= Sri Lankan Passion Plays =

Sri Lankan Passion Plays are the more than 300-year-old Sri Lankan tradition of presenting Passion Plays on stage. Negombo is the main city preserving this form of traditional drama. There is another tradition, known as 'Wasapuwa', which involves performing Saint Sebastian's life story. It is very popular among both Christians and non-Christians in Sri Lanka; however, its roots can not be found in the island.

== Duwa Negombo==
The Duwa Passion Play has a full-day programme on Good Friday.

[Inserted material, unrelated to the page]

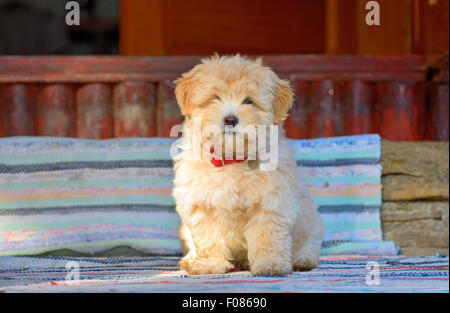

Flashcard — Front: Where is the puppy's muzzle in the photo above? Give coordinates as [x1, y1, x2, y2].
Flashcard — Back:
[223, 115, 239, 127]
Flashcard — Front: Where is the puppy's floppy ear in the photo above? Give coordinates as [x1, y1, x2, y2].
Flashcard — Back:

It could be the oldest and the best-known Catholic pageant in Sri Lanka, coming down from generation to generation with well-preserved traditions. The Duwa Passion Play, with a history of around 400 years, carries a legend, too. It is also a fact that the Duwa Passion Play is the oldest or the second oldest Passion Play still performed in the world after Oberammergau Passion Play. A statue of Christ formed the centerpiece of the Passion of Christ in Duwa during the last 150 to 175 years.

In the original form, the play was enacted with statues alone and it was based on the script by Fr Jacome Gonzalvez. In 1948 when Kalasoori Fr. Merciline Jayakody became the parish priest of the Church of Our Lady of Good Voyage, Duwa, he introduced a new script and used humans, instead of statues, for most of the cast. At that time the colourful Duwa Passion Play had over 250 actors, all drawn from the island hamlet of Duwa, and was considered the greatest passion show in Asia.

==Music==
Merceline Jayakody was a composer of several Passion Plays, and his tunes were very popular among Christians in Sri Lanka. J.K.S. Perera was another composer of Passion Plays; he has created music for the Nainamadama Passion Play and collaborated with the Boralasssa Passion Play. Lesly Rafayel has composed music for the Yagaya Passion Play done by Kadnawala parish.

Composer Dinesh Subasinghe contributed to the Passion Play music of Sri Lanka by combining world music styles (such as Gregorian chants, western classical music, and Portuguese sounds) with Sri Lankan folk tunes. As of 2013, Dinesh has done scores for 16 Passion Plays. Dinesh re-orchestrated the music of Duwa's historical Passion Play in 2009. He also composed music for Katu Otunna: It is a popular stage drama based on the story of Jesus which was directed by Clement Fernadao, a student of Edhiriweera Sarathchandra. The main folk tunes of this play were sung by Sri Lankan vocalist Nanda Malini.

== Tharakayano ==
For the first time in 400 years of world Passion Play history, the people in Negombo (Sri Lanka), mostly Catholics, witnessed a change concerning the biblical content and the form of the Passion Play tradition with the dramatic presentation of a performance in ballet style titled Tharakayano on 29 April 2016 at Kadolkele grounds, Negombo. Tharakayano is the Sinhala name for Jesus Christ.

Nearly 250 boys and girls performed characters in Tharakayano. Namal Weveldeniya was the choreographer. Prabath Aloka was the director and music composer. Ranil Fernando, a sculptor of Christian statues, was the stage director and costume designer. Wijith Rohan, of the University of Kelaniya, scripted Tharakayano.

In keeping with the age-old Passion Play tradition, Tharakayano begins with the creation story and the fall of Adam and Eve as depicted in the Book of Genesis in the Bible. Much emphasis is given to the story of Exodus which is the real passion story of the Bible. It is Jesus, the new Moses, who liberates the oppressed people of the world as God brought freedom to the slaves of Israel through Moses by releasing them from the fetters of the oppressor, the Egyptian king, Pharaoh. The 'Crossing of the Red Sea' is the Passover from slavery to freedom, Tharakayano ends with the scene on the 'Road to Emmaus', which depicts the resurrection and the ascension of Jesus.